The Fall Girl

Home > Other > The Fall Girl > Page 26
The Fall Girl Page 26

by Denise Sewell


  ‘Do you mind me asking, where was she laid to rest?’

  ‘With Aunty Lily.’ I began to twiddle her wedding ring on the chain round my neck. ‘I suppose I should be grateful for small mercies – she couldn’t be in better company.’

  ‘That must have been a difficult day for you.’

  ‘It took place sometime after dark, but I wasn’t there. My father and Father Vincent buried her before I was discharged from the hospital. It was all very hush hush.’

  ‘Do you visit the grave?’

  I shook my head. ‘I could never face it.’

  ‘Do you think you could face it now?’

  ‘Maybe … some day. When the time is right. When I’m ready to let her go.’

  ‘Only from this life, Frances. She’ll always be in your heart, where she belongs.’

  Placing my hand on my chest, I inhaled a languishing breath. ‘God, how I’d have loved her.’

  ‘You still do and you always will.’

  ‘Remember I told you about the three knitted sets I found in my mother’s drawer, and that all that was missing was the white bootees?’

  ‘Yes.’

  ‘The day my father drove me home from hospital, I made him stop outside a drapery shop and I went in and bought her white bootees. I still have them. I carry them around in my pocket on her birthday.’

  ‘That’s good. It’s comforting to have something to hold on to.’

  ‘Imagine if she’d lived, Lesley’s son Simon would have a sister only five or six weeks younger than himself.’

  ‘Did you ever see Lesley again after she had her baby?’
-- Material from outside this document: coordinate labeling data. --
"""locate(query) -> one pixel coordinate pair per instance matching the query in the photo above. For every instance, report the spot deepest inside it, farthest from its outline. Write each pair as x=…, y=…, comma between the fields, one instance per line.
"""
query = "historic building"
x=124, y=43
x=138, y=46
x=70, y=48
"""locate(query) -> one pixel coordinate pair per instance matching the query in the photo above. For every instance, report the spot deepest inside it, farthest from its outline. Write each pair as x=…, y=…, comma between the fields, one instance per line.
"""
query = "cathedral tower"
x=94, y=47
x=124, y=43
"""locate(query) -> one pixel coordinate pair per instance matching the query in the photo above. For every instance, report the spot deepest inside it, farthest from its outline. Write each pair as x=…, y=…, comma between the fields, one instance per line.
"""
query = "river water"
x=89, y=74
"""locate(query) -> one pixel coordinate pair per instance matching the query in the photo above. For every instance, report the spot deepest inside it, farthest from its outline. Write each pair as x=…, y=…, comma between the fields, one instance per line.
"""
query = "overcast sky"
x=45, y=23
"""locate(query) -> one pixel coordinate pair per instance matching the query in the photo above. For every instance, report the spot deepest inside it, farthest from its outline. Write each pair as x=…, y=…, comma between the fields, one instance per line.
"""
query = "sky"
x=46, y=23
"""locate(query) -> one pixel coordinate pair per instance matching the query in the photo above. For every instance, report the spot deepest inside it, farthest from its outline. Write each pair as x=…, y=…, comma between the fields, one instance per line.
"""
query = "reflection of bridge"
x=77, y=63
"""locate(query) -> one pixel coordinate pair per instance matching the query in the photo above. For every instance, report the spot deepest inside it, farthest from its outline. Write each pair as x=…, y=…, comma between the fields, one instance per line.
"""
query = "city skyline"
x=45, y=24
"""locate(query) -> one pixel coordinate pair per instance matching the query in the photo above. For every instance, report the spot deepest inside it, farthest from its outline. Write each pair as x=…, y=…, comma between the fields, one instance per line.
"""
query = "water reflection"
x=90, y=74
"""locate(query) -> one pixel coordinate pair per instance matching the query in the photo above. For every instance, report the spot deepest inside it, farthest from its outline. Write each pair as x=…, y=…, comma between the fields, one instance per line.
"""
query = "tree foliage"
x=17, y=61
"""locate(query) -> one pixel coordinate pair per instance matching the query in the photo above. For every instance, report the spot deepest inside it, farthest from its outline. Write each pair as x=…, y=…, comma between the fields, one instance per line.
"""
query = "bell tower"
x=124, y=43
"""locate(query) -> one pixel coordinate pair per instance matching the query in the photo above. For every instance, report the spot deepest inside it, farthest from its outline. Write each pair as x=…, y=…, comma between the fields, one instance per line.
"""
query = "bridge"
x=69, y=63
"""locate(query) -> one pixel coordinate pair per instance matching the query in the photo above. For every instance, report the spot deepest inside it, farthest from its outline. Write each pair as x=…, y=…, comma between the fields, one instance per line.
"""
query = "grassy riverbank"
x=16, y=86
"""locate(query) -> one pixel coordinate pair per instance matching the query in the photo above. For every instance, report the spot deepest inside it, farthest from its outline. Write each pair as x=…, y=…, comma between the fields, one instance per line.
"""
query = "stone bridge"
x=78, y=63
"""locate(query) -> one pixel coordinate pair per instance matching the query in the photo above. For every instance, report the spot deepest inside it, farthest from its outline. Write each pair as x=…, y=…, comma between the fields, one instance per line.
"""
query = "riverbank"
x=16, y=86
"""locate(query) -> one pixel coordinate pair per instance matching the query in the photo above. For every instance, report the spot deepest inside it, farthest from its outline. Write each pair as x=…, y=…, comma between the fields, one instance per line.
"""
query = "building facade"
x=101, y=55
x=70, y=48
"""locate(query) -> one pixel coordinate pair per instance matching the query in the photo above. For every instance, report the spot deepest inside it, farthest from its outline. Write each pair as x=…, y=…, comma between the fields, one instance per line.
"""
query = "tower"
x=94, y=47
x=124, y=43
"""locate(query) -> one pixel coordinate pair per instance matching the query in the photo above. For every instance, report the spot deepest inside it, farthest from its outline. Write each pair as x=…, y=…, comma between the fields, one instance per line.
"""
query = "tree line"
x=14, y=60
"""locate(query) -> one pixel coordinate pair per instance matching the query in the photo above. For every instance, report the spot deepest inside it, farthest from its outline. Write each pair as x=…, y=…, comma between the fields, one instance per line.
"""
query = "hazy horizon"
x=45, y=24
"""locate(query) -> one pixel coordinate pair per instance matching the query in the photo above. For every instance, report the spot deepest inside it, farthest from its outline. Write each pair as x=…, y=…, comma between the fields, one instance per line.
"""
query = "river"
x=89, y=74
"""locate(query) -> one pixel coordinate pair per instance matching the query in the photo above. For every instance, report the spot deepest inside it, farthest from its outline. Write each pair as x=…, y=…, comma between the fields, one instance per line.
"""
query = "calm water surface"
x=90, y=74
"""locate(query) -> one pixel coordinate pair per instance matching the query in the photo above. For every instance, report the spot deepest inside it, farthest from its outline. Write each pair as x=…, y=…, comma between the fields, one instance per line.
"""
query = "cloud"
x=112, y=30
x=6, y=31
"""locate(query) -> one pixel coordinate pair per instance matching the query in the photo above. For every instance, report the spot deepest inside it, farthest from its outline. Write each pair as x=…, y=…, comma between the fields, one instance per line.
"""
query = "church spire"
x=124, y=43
  ‘No. I thought about writing to her a while back, but I’ve changed my mind.’

  ‘Why?’

  ‘Because I have to move on. If our paths are meant to cross again, then they will.’

  ‘Che sera, sera.’

  ‘Yes,’ I smiled, ‘according to Aunty Lily.’

  Epilogue

  4 February 2000

  It’s Friday evening and I’m just over my second week at college. I’m doing a six-month course in gardening and landscaping. I do believe I’ve finally found my niche.

  After I left hospital early last month, I moved to Salthill in Galway and rented a one-bed-roomed apartment not far from the sea. And yes, I have a room with a view. It was daunting at first, setting up home in a strange town, but I’m beginning to feel a little more at ease in my new surroundings, especially since I started my course. Apart from the fact that it’s keeping me busy, I’m enjoying the company of the other pupils, who are mature students like myself. The weekends, however, are still pretty lonely.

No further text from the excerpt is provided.